The failure of New South Wales’ digital voting system during the recent council elections, just days after the state government declared electronic voting would be “easy”, should be a “wake-up call” to proponents of the initiative, according to cryptography expert Dr Vanessa Teague.
The New South Wales Electoral Commission’s (NSWEC) iVote system crashed during Saturday’s local council elections with an unknown number of people being unable to access the program in order to lodge a vote.
The Local Government Act was amended earlier this year to allow for iVote to be used during the council elections due to the ongoing COVID-19 pandemic. According to the NSWEC, the contingency the system was based on had capacity for 500,000 votes, but more than 671,000 votes were cast via iVote during the council elections.
This was compared with 283,699 users in 2015 and 234,401 users in 2019.
“Some iVote users were unable to gain access to the system to vote. This was due to the increased volume of people using the iVote system,” the NSWEC said in a statement.
Any voter who was unable to vote due to the system crash will not have to pay the $55 fine for failing to vote.
But Dr Teague, who is also the CEO of Thinking Cybersecurity, said there were numerous warnings and critical reports of the vulnerabilities of iVote before the election, and no-one should be surprised by what happened.
“The important thing is to understand this is a wake-up call and to abandon irresponsible electoral processes, and invest instead in transparent processes that provide evidence they got the right answer,” Dr Teague told InnovationAus.

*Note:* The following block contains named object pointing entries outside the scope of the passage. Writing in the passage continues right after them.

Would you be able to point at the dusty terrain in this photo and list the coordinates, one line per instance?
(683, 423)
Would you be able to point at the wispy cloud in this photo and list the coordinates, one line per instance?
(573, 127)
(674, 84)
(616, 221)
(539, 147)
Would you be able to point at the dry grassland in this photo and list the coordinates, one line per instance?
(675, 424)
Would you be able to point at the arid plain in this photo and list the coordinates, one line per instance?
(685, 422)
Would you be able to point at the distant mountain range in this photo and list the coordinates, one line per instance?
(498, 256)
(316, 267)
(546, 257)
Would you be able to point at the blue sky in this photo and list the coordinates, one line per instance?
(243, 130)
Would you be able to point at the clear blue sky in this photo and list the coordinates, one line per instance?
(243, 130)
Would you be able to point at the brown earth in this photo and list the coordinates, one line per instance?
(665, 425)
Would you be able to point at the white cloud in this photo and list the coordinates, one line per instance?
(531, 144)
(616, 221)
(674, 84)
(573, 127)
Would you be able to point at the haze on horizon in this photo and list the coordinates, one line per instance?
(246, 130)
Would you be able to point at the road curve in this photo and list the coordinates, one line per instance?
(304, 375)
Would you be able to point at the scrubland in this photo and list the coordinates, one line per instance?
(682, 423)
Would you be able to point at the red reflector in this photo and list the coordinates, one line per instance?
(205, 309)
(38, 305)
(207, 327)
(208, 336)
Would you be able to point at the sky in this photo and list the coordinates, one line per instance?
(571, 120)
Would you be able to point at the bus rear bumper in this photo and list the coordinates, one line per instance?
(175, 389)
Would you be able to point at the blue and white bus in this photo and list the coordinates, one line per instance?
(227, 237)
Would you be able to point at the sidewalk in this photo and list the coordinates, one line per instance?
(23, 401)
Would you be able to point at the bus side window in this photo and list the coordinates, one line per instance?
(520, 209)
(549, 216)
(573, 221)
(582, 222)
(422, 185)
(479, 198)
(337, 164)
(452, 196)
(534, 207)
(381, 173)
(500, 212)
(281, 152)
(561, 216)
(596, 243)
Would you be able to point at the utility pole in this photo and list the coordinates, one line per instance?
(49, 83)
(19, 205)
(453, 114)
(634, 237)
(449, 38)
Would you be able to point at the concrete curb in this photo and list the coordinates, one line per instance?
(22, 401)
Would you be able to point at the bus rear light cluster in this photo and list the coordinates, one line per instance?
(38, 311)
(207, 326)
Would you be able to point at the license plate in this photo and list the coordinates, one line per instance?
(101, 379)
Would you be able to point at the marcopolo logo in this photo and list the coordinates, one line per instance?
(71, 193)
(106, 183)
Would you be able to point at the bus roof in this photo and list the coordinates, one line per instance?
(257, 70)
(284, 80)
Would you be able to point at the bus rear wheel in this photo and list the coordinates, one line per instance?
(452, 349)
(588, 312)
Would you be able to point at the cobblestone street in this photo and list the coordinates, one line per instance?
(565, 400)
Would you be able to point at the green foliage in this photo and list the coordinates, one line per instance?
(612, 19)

“iVote has serious problems with security, privacy or function every time it has run. The way to protect the security of NSW elections is to stop running it. I am really concerned that this debacle will be spun into a reason to sink more money into iVote, when it should be a clear sign that the true cost of iVote is incalculable, and they should instead cut their losses and invest in secure and transparent electoral processes that do not involve voting over the internet.”
The NSWEC said it is unable to answer how many people were unable to vote in the council elections as a result of the system crash, with a report on the election to be tabled in May next year.
The result of the election will now be in question, Dr Teague said, with security researchers previously finding vulnerabilities in the iVote system.
“Even more concerning is the 650,000 ballots that will be admitted into the count without any evidence that they accurately reflect the intentions of eligible voters,” she said.
“This problem will not be solved by throwing more money at internet voting, which is actually extremely expensive now that we can see its true cost.”
Last month NSW government services minister Victor Dominello said the state government will look at digitising the state elections and that this would be “easy”. This would involve online voting and digital vote recording for in-person voting, he said.
“I would have thought that in a country that is besotted with the Everest [horse racing event] and the Melbourne Cup – where you can literally go up, place a bet and within microseconds of the horse passing that line, you get the score – we could have something similar for an election, rather than waiting weeks and weeks and weeks sometimes to get the decision,” Mr Dominello said.
Dr Teague agreed that digitising elections is “easy”, but said this doesn’t mean it is a valid way to do it.
“He’s right, it is easy. You can get thousands or millions of votes off the internet, and tally them instantly. It’s only if you want verifiable evidence that they accurately reflect the intentions of eligible voters that it gets hard,” she said.